Per me ero un ottimo corridore, ma non un campione. I campioni sono 4-5 per generazione e io non sono certo uno di loro. I campioni non mi piacciono, non ho mai avuto gli occhi grandi davanti alla tv. I miei modelli sono corridori come Jérémy Roy, William Bonnet, Matthieu Ladagnous. Mi hanno ispirato. Perché ho visto la loro forza di carattere, ho avuto fiducia in loro e per me questo è stato molto importante”.

E il doping degli altri? “Spesso mi ha frustrato. Mi sono sempre detto che un ragazzo drogato potrebbe allenarsi meno duramente di me, che avrei potuto compensare andando oltre il dolore. È così che mi sono rassicurato. Però quante volte sono arrivato secondo o terzo sapendo benissimo, o dubitando, che la vittoria fosse effettivamente mia…”

Pinot dice che la sua “carriera difficile dal punto di vista emotivo, con alti e bassi” gli è piaciuta: “meglio che una carriera piatta, dove non succedeva niente, dove si vinceva e basta… Mi serviva anche quello, prendere gli schiaffi, somiglia molto al mio temperamento, non mi piacciono i mari piatti”.

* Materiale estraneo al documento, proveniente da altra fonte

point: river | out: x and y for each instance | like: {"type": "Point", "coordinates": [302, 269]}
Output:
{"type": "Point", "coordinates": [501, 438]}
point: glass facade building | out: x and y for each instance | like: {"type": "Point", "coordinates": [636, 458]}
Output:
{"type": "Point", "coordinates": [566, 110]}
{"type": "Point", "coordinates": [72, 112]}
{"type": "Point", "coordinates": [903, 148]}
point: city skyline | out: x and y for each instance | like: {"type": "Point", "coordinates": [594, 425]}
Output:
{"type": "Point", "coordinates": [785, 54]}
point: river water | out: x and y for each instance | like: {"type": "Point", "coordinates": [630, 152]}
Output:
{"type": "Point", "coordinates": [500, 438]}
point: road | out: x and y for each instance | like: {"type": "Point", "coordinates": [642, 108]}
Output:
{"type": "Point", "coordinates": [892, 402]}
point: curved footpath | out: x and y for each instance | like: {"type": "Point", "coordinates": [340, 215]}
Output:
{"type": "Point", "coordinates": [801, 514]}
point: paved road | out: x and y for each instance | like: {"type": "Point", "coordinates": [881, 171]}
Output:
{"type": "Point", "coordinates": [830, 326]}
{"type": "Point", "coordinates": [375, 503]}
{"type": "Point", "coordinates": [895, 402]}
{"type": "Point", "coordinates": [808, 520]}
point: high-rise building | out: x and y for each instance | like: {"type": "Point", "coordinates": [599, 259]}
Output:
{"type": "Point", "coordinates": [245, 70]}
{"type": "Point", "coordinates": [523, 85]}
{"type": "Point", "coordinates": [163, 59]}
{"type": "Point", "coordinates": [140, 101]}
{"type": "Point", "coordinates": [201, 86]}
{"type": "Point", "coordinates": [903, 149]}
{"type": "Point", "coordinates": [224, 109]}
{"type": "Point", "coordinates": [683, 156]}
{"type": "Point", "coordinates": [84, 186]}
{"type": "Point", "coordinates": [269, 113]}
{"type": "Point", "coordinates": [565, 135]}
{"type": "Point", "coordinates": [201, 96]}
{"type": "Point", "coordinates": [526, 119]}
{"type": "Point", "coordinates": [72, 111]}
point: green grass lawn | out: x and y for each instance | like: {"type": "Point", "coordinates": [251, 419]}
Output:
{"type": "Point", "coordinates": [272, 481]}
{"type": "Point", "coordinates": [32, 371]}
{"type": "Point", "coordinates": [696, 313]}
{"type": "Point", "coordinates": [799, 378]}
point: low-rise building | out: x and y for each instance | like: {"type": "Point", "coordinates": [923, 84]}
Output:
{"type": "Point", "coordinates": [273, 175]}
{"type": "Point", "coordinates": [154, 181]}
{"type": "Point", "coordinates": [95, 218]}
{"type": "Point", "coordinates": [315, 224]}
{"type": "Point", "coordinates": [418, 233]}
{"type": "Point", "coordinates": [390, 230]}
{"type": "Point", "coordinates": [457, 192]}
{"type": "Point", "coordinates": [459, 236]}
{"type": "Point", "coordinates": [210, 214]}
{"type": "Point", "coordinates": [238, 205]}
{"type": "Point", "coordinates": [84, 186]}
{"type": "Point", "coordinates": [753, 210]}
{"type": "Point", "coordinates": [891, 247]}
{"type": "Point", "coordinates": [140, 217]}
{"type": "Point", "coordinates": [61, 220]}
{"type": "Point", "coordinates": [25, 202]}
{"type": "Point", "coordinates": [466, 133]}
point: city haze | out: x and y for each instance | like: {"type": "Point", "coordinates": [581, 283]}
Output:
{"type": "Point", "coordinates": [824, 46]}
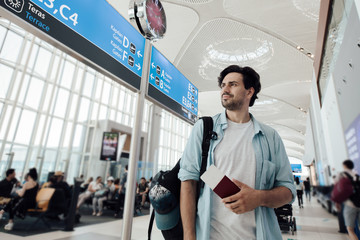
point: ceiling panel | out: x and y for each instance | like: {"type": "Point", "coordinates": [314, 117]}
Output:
{"type": "Point", "coordinates": [222, 42]}
{"type": "Point", "coordinates": [295, 20]}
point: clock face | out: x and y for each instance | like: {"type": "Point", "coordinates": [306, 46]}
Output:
{"type": "Point", "coordinates": [156, 19]}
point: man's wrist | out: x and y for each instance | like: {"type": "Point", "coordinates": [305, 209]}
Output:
{"type": "Point", "coordinates": [261, 198]}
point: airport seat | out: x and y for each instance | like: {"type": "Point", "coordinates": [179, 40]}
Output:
{"type": "Point", "coordinates": [43, 198]}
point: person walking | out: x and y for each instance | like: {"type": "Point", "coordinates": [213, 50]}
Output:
{"type": "Point", "coordinates": [249, 152]}
{"type": "Point", "coordinates": [299, 192]}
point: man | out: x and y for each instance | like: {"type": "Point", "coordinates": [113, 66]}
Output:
{"type": "Point", "coordinates": [142, 190]}
{"type": "Point", "coordinates": [351, 212]}
{"type": "Point", "coordinates": [250, 153]}
{"type": "Point", "coordinates": [121, 193]}
{"type": "Point", "coordinates": [307, 188]}
{"type": "Point", "coordinates": [7, 184]}
{"type": "Point", "coordinates": [122, 188]}
{"type": "Point", "coordinates": [61, 184]}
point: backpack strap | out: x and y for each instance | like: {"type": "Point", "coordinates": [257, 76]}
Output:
{"type": "Point", "coordinates": [350, 177]}
{"type": "Point", "coordinates": [208, 134]}
{"type": "Point", "coordinates": [151, 224]}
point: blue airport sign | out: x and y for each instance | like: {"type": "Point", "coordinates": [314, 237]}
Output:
{"type": "Point", "coordinates": [170, 87]}
{"type": "Point", "coordinates": [84, 25]}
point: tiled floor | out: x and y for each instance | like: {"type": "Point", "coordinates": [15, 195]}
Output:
{"type": "Point", "coordinates": [313, 223]}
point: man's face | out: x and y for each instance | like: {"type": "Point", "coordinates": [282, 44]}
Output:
{"type": "Point", "coordinates": [233, 93]}
{"type": "Point", "coordinates": [12, 176]}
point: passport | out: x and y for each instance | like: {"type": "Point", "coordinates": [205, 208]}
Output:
{"type": "Point", "coordinates": [219, 182]}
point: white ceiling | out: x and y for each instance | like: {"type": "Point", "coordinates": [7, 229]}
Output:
{"type": "Point", "coordinates": [205, 36]}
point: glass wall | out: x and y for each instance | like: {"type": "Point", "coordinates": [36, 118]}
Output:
{"type": "Point", "coordinates": [50, 104]}
{"type": "Point", "coordinates": [173, 137]}
{"type": "Point", "coordinates": [49, 101]}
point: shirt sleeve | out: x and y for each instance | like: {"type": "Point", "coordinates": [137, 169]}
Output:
{"type": "Point", "coordinates": [191, 158]}
{"type": "Point", "coordinates": [284, 176]}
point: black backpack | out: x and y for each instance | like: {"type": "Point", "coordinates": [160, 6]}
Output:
{"type": "Point", "coordinates": [164, 191]}
{"type": "Point", "coordinates": [355, 197]}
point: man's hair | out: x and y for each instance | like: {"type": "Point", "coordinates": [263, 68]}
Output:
{"type": "Point", "coordinates": [349, 164]}
{"type": "Point", "coordinates": [10, 171]}
{"type": "Point", "coordinates": [33, 173]}
{"type": "Point", "coordinates": [250, 78]}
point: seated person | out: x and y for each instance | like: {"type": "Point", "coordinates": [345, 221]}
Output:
{"type": "Point", "coordinates": [25, 201]}
{"type": "Point", "coordinates": [85, 185]}
{"type": "Point", "coordinates": [102, 195]}
{"type": "Point", "coordinates": [7, 184]}
{"type": "Point", "coordinates": [142, 190]}
{"type": "Point", "coordinates": [92, 188]}
{"type": "Point", "coordinates": [59, 183]}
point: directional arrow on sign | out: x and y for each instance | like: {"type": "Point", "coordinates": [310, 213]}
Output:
{"type": "Point", "coordinates": [139, 54]}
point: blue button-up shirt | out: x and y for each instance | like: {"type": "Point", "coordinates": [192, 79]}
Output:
{"type": "Point", "coordinates": [272, 170]}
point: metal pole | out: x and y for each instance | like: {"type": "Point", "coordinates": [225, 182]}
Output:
{"type": "Point", "coordinates": [10, 159]}
{"type": "Point", "coordinates": [8, 163]}
{"type": "Point", "coordinates": [135, 148]}
{"type": "Point", "coordinates": [40, 167]}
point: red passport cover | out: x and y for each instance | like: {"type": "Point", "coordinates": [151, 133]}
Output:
{"type": "Point", "coordinates": [226, 188]}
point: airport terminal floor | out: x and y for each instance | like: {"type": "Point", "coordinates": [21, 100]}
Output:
{"type": "Point", "coordinates": [313, 223]}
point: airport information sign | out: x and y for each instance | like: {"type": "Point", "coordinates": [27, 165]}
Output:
{"type": "Point", "coordinates": [352, 137]}
{"type": "Point", "coordinates": [92, 28]}
{"type": "Point", "coordinates": [171, 88]}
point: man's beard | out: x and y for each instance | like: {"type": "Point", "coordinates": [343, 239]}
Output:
{"type": "Point", "coordinates": [231, 104]}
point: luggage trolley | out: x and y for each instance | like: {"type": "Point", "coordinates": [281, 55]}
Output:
{"type": "Point", "coordinates": [287, 221]}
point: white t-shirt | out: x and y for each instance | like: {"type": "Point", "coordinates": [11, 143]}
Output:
{"type": "Point", "coordinates": [95, 186]}
{"type": "Point", "coordinates": [235, 157]}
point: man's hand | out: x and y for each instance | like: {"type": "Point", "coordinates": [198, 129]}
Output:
{"type": "Point", "coordinates": [244, 201]}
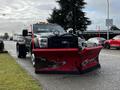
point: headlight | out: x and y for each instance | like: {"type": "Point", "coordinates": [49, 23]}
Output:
{"type": "Point", "coordinates": [43, 43]}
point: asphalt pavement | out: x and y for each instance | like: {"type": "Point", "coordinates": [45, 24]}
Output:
{"type": "Point", "coordinates": [106, 78]}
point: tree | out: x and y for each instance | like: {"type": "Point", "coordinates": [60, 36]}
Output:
{"type": "Point", "coordinates": [70, 15]}
{"type": "Point", "coordinates": [114, 27]}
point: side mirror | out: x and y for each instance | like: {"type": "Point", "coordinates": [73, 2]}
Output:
{"type": "Point", "coordinates": [25, 32]}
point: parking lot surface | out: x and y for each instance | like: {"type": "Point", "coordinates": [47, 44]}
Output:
{"type": "Point", "coordinates": [106, 78]}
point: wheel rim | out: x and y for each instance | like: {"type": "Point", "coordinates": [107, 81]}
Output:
{"type": "Point", "coordinates": [33, 59]}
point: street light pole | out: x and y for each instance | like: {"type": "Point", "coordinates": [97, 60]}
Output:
{"type": "Point", "coordinates": [108, 17]}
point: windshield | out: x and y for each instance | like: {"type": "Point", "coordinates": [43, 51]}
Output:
{"type": "Point", "coordinates": [47, 28]}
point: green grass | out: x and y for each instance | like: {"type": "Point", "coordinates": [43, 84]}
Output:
{"type": "Point", "coordinates": [13, 77]}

“Si dice spesso che il ciclismo sia una scuola di vita e per me è vero. Mi ha insegnato a mantenerla semplice. Mettersi in discussione ogni giorno. È uno sport che ti rimanda sempre a quello che sei. Ti insegna il rigore, la sofferenza. Per andare oltre i tuoi limiti. In un Tour come il 2020, dove sono infortunato, gli ultimi giorni non avevo nemmeno la forza di salire le scale dell’albergo. Siamo completamente pazzi, è senza dubbio la prima condizione per essere un ciclista. Quando a volte vedi come ci alleniamo, con -10°, piove, nevica… non ci facciamo domande. E nella vita di tutti i giorni sarà lo stesso, quando devi uscire, beh, vai. Ora sono pronto per la vita reale”.